Use modules for consistency across teams and environments. When everyone provisions resources through the same module, there are fewer one-off configurations that invite manual tweaking.

Lock state files with remote backends. S3 now supports native locking (Terraform 1.10+) without the previously required DynamoDB table. GCS and Terraform Cloud also handle locking automatically. This prevents concurrent applies from corrupting state, which is a different problem than drift but makes drift harder to recover from.

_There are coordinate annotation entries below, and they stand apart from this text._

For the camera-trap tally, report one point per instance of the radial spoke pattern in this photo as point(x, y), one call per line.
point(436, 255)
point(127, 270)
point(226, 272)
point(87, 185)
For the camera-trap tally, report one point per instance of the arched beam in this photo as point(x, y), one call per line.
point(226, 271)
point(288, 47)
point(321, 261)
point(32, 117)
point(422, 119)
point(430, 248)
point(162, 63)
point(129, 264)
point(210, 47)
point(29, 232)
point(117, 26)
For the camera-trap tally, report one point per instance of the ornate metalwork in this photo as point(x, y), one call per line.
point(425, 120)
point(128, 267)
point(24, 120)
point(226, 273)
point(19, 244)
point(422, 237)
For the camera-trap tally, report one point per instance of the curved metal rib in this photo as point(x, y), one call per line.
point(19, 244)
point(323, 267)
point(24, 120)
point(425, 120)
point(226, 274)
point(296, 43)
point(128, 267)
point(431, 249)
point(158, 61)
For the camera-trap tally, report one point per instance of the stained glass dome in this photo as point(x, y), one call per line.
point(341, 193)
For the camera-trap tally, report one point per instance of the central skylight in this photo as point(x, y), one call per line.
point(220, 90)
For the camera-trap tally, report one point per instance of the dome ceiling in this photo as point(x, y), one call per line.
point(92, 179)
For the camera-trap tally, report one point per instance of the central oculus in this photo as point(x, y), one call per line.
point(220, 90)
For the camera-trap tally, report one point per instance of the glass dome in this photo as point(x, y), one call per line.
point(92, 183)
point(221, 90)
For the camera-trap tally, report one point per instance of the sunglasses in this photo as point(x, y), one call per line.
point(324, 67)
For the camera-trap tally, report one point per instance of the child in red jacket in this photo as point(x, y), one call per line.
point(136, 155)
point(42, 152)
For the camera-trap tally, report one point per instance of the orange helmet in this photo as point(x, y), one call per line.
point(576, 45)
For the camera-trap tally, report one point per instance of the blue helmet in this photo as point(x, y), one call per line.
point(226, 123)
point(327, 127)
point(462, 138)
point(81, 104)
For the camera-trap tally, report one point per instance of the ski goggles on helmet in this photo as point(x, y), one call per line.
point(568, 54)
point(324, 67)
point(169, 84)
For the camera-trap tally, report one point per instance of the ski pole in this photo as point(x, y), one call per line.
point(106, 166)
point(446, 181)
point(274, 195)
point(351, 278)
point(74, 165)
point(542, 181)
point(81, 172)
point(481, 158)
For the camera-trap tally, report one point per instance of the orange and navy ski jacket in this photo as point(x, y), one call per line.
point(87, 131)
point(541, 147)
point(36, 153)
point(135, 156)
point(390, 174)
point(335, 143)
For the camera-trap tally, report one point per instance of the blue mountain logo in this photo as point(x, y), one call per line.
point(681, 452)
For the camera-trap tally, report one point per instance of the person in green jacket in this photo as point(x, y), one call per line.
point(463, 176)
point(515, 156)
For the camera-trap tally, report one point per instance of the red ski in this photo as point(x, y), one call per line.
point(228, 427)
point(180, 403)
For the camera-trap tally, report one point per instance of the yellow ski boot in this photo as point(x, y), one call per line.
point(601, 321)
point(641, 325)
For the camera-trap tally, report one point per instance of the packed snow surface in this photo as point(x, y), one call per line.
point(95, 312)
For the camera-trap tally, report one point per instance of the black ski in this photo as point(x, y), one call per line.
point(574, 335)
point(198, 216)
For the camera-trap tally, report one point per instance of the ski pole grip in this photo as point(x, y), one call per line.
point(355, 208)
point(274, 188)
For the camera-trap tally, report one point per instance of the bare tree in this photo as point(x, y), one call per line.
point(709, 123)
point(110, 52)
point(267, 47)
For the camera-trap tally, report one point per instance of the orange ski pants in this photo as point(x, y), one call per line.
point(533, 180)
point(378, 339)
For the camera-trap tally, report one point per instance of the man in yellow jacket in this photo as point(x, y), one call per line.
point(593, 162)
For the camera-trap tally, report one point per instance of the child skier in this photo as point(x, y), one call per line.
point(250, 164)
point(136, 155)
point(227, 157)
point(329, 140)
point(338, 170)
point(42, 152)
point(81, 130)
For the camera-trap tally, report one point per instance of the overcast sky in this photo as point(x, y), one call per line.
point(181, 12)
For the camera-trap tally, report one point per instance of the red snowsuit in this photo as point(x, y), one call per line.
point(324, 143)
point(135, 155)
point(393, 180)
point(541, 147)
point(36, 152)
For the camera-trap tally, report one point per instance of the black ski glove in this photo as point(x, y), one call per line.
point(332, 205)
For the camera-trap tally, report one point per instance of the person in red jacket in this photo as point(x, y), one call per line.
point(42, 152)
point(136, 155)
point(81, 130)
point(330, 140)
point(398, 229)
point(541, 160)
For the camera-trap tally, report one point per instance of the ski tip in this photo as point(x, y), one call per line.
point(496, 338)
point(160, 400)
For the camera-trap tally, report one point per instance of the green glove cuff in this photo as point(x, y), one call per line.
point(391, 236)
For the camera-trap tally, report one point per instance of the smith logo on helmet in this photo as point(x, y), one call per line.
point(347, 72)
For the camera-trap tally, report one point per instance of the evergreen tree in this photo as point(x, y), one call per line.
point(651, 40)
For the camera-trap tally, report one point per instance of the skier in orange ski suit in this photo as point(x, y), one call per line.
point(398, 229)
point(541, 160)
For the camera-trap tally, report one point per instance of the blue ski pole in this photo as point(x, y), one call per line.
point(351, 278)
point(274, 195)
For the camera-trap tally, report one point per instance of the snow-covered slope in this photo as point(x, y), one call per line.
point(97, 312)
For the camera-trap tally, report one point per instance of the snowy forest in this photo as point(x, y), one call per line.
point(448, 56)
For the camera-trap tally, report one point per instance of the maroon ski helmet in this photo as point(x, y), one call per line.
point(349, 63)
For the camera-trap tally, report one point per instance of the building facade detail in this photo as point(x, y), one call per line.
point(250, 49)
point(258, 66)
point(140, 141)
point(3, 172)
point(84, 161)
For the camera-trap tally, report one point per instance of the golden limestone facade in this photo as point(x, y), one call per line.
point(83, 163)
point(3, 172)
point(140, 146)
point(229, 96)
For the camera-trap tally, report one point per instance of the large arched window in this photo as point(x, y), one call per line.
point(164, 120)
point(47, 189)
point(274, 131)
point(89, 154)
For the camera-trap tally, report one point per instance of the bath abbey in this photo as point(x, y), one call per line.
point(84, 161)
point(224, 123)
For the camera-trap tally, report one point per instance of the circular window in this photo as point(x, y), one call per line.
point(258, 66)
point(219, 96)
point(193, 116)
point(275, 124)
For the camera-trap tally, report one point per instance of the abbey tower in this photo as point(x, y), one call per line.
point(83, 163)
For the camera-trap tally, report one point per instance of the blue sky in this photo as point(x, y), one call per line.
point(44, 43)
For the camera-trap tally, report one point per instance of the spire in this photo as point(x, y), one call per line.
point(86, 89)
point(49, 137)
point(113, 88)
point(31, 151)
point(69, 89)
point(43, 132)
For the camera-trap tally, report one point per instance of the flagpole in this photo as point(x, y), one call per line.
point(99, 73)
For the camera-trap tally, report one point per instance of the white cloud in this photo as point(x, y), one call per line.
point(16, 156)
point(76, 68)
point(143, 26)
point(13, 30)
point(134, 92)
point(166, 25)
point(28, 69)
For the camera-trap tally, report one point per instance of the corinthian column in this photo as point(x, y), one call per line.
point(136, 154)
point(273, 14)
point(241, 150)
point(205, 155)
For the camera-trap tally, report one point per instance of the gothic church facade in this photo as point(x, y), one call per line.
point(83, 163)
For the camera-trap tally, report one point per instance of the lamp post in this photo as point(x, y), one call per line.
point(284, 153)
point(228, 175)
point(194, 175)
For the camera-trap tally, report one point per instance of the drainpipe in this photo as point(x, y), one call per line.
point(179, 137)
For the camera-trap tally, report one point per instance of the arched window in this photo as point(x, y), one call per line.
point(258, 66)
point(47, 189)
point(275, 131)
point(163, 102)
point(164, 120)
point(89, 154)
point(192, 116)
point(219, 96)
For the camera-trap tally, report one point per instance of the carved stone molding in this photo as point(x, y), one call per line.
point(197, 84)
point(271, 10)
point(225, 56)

Why drift is a structural problem

All of these practices help, but they're managing a symptom. The underlying issue is that Terraform's architecture requires a separate state file to track the relationship between code and infrastructure. Your application code lives in one repository, your infrastructure code lives in another (or a subdirectory), and state lives in a third location. Keeping these three things synchronized is an ongoing operational burden.

Every drift incident follows the same pattern: something changed in the real world, and the synchronization layer didn't capture it. More process, stricter access controls, and better CI pipelines reduce the frequency, but the failure mode is built into the model.

Infrastructure-from-code approaches like Encore take a different path. Instead of maintaining a separate infrastructure definition that has to stay in sync with your application, infrastructure is declared as part of the application code itself. A database declaration lives in the service that uses it. A pub/sub topic is defined next to the code that publishes to it. There's no separate state file that can drift because the infrastructure definition and the application are the same artifact.

This doesn't mean Terraform is the wrong choice for every team. But if drift has become an ongoing operational cost, it's worth understanding that the problem isn't a lack of discipline. It's an architectural tradeoff baked into how state-file-based tools work.